Israele ha iniziato la costruzione del muro in cemento e filo spinato all’interno della Cisgiordania occupata nel 2002, al culmine della seconda intifada palestinese, sostenendo che la barriera ha un’importanza cruciale per la sicurezza del paese.
La Corte Internazionale di Giustizia ha deliberato nel 2004 che la costruzione è del tutto illegale e, così come l’Assemblea Generale delle Nazioni Unite, ne ha chiesto l’immediato smantellamento.

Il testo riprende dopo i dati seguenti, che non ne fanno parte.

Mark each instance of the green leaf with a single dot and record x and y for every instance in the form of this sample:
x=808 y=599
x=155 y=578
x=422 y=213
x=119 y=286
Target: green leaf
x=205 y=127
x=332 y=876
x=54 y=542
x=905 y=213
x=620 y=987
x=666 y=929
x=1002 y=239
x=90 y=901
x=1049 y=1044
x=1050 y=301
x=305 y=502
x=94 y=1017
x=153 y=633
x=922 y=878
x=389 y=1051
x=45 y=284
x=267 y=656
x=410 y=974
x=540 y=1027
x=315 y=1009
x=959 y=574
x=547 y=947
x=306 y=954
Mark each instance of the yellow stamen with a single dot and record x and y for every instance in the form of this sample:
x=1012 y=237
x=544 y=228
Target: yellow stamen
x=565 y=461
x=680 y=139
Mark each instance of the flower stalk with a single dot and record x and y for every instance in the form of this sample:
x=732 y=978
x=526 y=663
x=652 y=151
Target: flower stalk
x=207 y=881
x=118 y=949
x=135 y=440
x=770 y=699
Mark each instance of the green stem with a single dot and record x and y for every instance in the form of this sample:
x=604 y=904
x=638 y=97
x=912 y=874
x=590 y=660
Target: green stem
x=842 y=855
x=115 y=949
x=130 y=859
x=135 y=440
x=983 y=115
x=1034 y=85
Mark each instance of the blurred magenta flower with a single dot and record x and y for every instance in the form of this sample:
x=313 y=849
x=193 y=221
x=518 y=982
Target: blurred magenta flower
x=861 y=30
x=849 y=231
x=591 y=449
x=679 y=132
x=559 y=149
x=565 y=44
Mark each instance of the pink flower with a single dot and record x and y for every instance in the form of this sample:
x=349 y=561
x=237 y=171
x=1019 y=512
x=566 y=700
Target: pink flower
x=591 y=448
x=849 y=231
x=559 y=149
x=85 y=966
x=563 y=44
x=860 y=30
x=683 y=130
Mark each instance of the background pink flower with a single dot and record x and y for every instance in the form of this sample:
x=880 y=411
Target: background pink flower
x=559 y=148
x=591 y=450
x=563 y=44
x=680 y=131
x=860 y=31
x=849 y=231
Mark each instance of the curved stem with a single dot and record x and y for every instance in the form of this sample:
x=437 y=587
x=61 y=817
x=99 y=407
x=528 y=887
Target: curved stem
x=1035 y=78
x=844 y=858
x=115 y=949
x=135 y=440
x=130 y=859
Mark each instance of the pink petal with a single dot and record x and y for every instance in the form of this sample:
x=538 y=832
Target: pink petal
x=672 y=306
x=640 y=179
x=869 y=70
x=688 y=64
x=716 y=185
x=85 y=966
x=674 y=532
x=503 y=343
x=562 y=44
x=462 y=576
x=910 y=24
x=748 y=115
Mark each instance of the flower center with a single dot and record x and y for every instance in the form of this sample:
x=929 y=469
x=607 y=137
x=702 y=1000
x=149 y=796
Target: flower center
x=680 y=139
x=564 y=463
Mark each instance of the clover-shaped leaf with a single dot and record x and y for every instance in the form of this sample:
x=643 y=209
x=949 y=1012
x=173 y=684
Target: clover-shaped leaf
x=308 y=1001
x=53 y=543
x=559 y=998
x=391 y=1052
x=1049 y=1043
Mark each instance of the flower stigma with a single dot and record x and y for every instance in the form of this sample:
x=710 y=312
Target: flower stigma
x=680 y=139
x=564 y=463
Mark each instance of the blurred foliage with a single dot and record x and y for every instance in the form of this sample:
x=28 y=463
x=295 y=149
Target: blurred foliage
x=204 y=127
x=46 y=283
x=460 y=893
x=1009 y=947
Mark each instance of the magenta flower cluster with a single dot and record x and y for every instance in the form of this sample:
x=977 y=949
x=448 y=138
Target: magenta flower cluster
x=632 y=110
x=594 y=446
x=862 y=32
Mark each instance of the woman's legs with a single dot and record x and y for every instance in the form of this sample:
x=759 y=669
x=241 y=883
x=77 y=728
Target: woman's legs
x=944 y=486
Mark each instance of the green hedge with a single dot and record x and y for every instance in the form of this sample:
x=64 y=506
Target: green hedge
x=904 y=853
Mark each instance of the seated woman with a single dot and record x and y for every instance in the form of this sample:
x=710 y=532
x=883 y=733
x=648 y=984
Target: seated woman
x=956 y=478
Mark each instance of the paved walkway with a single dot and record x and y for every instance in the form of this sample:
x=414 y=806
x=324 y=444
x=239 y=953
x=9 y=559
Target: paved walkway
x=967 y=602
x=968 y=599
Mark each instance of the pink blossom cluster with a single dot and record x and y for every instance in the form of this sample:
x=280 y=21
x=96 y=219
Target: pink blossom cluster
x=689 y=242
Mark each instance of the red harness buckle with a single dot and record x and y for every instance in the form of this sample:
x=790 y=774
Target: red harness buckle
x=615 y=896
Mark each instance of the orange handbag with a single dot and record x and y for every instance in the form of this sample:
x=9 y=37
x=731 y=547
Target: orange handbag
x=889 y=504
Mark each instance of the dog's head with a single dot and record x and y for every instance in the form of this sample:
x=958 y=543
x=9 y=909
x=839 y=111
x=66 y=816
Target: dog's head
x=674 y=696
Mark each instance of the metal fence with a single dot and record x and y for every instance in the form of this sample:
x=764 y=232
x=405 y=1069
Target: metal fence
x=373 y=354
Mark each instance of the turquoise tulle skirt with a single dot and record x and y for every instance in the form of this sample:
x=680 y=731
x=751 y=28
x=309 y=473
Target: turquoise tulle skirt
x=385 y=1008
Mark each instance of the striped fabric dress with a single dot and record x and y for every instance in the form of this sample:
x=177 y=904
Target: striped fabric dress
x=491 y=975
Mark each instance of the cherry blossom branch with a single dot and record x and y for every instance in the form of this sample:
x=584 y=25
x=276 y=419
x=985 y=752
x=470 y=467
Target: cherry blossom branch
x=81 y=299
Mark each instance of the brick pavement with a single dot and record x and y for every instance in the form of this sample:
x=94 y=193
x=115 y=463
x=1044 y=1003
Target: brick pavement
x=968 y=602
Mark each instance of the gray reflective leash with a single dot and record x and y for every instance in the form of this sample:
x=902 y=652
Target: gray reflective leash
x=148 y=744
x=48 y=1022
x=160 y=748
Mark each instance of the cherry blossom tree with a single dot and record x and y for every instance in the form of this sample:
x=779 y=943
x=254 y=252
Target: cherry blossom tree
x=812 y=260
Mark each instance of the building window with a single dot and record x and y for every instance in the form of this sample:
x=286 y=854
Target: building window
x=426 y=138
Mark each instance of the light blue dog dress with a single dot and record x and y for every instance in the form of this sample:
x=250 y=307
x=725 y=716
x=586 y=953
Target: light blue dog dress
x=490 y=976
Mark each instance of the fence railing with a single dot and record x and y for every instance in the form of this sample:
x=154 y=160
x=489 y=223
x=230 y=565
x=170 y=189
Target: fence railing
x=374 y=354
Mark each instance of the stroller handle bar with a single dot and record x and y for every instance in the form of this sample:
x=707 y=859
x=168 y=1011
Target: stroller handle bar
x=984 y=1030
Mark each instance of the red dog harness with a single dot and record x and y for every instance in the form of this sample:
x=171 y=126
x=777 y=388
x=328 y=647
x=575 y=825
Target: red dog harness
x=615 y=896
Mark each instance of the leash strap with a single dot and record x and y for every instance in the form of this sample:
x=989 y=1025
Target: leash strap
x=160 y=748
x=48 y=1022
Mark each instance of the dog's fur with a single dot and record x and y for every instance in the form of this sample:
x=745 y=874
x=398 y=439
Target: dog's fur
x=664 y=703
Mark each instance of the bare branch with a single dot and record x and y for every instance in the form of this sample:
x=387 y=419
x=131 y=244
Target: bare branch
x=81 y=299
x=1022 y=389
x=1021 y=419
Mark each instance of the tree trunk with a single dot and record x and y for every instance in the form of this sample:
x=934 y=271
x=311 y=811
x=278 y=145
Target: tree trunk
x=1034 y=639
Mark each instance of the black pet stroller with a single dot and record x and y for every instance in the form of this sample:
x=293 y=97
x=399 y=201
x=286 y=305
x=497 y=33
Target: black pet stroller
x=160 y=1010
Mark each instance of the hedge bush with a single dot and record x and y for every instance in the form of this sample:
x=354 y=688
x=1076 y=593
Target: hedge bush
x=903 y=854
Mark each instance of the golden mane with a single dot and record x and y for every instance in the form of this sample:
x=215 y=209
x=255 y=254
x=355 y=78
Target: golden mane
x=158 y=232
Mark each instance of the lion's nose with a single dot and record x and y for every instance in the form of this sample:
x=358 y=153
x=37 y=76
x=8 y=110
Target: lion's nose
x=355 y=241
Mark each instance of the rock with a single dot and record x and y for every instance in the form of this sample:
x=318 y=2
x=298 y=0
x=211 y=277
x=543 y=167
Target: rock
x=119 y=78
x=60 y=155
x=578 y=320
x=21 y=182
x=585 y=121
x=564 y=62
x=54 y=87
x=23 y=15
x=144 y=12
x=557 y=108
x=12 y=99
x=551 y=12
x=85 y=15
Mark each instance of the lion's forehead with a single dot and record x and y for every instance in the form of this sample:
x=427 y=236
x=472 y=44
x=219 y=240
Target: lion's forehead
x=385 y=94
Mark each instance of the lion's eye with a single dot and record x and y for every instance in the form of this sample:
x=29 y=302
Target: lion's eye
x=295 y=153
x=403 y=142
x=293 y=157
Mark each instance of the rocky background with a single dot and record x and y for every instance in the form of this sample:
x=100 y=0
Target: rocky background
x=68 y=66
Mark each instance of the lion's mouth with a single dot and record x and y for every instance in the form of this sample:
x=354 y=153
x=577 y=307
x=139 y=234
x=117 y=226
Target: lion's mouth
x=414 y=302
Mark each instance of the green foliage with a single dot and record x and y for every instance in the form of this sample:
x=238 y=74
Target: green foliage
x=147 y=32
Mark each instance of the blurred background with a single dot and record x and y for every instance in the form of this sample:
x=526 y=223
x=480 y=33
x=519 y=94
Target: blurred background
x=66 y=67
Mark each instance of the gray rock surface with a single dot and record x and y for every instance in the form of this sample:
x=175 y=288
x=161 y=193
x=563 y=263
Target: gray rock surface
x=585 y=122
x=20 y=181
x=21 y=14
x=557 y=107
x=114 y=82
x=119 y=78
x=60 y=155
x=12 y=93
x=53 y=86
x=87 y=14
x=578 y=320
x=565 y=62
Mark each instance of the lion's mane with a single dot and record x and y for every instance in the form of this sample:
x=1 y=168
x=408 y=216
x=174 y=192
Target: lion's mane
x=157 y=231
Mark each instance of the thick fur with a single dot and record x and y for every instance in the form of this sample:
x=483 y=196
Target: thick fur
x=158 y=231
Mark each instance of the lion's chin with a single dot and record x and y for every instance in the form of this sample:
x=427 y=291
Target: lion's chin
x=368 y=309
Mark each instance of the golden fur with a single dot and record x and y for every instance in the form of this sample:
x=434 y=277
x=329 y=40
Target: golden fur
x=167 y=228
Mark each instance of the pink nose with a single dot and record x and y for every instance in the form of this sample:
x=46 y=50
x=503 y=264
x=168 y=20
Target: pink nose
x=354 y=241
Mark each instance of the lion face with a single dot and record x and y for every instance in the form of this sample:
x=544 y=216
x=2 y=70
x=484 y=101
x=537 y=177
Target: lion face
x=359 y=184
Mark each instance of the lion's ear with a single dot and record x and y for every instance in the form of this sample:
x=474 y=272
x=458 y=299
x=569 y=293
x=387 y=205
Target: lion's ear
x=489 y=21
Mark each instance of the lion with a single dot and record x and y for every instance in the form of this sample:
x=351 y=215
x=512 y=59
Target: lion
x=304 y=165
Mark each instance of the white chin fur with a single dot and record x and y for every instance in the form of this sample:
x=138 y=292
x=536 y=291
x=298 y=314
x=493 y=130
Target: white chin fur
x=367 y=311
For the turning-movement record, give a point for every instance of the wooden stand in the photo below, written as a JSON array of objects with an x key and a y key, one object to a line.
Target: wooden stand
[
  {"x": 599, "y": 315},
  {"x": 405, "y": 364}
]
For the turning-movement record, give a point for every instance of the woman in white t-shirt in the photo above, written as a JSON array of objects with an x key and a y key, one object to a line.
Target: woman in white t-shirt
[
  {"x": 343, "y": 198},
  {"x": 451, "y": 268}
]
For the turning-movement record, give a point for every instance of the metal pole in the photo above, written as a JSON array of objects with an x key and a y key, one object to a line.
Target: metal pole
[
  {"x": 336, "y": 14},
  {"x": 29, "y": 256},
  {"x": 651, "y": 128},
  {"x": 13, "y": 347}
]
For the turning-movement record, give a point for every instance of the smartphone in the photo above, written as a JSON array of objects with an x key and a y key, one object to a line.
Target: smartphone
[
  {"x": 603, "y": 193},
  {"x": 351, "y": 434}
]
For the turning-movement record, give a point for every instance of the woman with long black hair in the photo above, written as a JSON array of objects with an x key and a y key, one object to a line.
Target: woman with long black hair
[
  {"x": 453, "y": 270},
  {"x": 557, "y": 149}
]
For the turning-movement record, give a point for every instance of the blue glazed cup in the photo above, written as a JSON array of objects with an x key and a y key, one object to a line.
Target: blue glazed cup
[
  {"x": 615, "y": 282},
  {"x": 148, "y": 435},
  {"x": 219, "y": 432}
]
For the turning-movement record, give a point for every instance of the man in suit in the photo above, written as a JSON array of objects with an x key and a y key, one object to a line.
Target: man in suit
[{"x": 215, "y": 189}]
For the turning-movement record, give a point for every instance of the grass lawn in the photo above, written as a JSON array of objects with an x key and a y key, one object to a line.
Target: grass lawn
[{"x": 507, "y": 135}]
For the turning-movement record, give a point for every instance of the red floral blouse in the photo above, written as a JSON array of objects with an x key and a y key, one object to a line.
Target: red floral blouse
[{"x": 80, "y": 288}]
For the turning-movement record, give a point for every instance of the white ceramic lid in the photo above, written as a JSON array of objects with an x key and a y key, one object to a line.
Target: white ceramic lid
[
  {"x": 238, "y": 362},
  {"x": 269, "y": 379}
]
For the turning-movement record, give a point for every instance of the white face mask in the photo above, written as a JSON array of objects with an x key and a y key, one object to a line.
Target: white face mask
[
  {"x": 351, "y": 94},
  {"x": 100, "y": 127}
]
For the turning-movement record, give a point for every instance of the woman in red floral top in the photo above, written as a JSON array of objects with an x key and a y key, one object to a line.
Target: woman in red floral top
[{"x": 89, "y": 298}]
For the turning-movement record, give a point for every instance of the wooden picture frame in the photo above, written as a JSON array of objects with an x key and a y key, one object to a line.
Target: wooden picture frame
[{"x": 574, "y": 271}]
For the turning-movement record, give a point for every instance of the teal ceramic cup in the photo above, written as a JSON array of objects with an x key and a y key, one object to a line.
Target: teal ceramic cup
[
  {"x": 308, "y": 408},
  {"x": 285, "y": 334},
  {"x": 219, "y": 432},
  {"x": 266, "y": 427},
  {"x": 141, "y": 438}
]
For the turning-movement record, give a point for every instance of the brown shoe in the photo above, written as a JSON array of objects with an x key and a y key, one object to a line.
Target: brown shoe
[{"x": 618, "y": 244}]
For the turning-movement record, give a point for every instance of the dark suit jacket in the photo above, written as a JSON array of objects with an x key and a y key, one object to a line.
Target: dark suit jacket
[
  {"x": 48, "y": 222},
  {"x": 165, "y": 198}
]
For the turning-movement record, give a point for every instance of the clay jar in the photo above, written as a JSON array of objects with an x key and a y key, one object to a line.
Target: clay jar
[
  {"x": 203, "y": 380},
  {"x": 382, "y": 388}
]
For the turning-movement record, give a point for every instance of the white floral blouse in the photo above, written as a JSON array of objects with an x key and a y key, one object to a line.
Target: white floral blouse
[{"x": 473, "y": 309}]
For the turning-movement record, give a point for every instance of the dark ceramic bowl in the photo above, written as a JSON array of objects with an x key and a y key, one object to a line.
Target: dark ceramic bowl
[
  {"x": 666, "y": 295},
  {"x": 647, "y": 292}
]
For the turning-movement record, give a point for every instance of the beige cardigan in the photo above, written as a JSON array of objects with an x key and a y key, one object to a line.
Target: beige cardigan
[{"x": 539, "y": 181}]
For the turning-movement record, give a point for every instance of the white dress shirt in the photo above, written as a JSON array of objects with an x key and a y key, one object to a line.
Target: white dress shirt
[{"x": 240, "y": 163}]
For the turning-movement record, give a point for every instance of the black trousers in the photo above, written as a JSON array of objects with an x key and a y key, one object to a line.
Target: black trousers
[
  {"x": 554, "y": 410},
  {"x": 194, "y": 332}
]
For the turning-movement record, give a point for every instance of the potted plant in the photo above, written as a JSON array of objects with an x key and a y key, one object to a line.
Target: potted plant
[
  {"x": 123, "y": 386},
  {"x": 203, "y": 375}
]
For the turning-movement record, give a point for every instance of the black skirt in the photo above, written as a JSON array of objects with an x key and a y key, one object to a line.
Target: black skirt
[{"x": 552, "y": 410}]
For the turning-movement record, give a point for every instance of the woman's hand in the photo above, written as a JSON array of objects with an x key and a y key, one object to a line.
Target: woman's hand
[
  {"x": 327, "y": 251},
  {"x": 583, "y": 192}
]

I palestinesi, dal canto loro, definiscono la barriera come “muro dell’Apartheid”, sottolineando che al termine dei lavori l’85% della costruzione si snoderà all’interno del territorio della Cisgiordania.
Il muro ha già completamente tagliato fuori Gerusalemme est dal resto del territorio cisgiordano.
Come riportato dall’Istituto di Ricerca Applicata di Gerusalemme, la barriera annetterà circa il 13% della superficie totale della Cisgiordania.
Tutto ciò ha causato una forte opposizione da parte della comunità palestinese locale, supportata dal sostegno del Papa, in particolare sulla costruzione del muro nei pressi di Beit Jala e della valle di Cremisan.
Il caso ha sollevato una particolare attenzione quando fu previsto di separare il monastero di Cremisan dal vicino convento e dai vigneti, così come i palestinesi del villaggio cristiano di Beit Jala dai loro uliveti.
Nel mese di aprile, l’Alta Corte israeliana ha stabilito che i lavori avrebbero dovuto arrestarsi e ha chiesto al governo di prendere in considerazione percorsi alternativi.
In seguito, però, in una nuova sentenza datata 6 luglio, la corte ha stabilito che i lavori potrebbero riprendere, sottolineando che la decisione precedente si riferiva solo ad un’area di poche centinaia di metri a fianco del monastero e del convento.
Gli abitanti di Beit Jala sono rimasti spiacevolmente sorpresi quando le ruspe israeliane hanno iniziato a sradicare gli ulivi ad est del monastero.
Essi protestano fondamentalmente contro la confisca delle loro terre e la frammentazione della loro vita, e a ciò si aggiunge il timore che il percorso del muro potrebbe preannunciare l’espansione delle vicine colonie israeliane di Gilo e Har Gilo.
Alla fine dei lavori si stima che la rete muraria di cemento, filo spinato, trincee e strade militari chiuse che separa Israele dalla Cisgiordania si estenderà per 712 chilometri.